Nordrhein-Westfalen liegt im geschützten Beerenanbau vorn. Beim bundesweiten Anbau von Erdbeeren unter hohen Schutzabdeckungen hat NRW einen Anteil von fast 50 Prozent der Fläche. So kann die Ernte von Erd- und Himbeeren vorgezogen, aber auch verlängert werden. Wegen der Steuerung werden die zarten Früchte besser vermarktet - in den Randzeiten bis nach Österreich, Großbritannien und Skandinavien.

Wilhelm Bonnacker baut auch Spargel, Erdbeeren und Weihnachtsbäume an. Vor sechs Jahren sind Sommer- und Herbsthimbeeren dazugekommen.
Je nach Sorte und Wetter werden je Hektar zwischen 10 und 30 Tonnen der empfindlichen Früchte geerntet. Etwa 450 Kilogramm zupfen die Erntehelfer jetzt täglich. Auf eigene Faust kann der Landwirt diese Masse nicht vermarkten. Großhändler sind seine Partner.

Gegen 7 Uhr vereinbart der 45-Jährige am Morgen die Abnahmemengen des Tages, dann gehen die Pflücker in die Spur, und ab 17 Uhr rollen die Lastwagen auf den Hof, um palettenweise die Kisten mit den schon in Schälchen liegenden Himbeeren und Erdbeeren abzuholen.
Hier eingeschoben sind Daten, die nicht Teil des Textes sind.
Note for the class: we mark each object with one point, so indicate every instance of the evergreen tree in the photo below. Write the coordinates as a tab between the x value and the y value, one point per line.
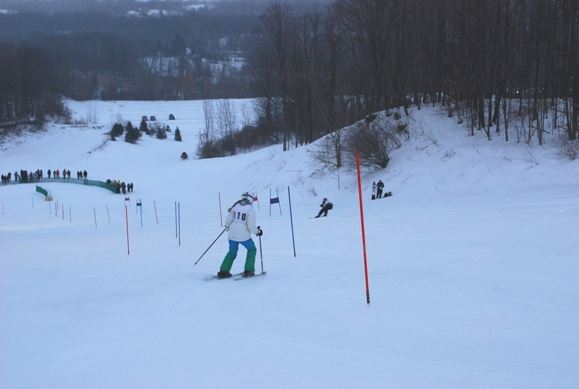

Der Familienhof von Wilhelm Bonnacker liegt dicht vor den Toren der niederländischen Großstadt Venlo. Kein Wunder, dass die Beziehungen zum Nachbarland eng sind. Alle zwei Wochen kommt ein holländischer Berater und coacht den Betrieb. Ein Teil der Himbeeren wird, schon in speziellen Schälchen, zu einem Großhändler ins Nachbarland geliefert. Und in welchen Regalen werden die aromatischen Früchte dann tags darauf stehen? Bonnacker weiß es nicht. "Vielleicht Russland?", rätselt er - das Nachbarland ist ja eine Händlernation.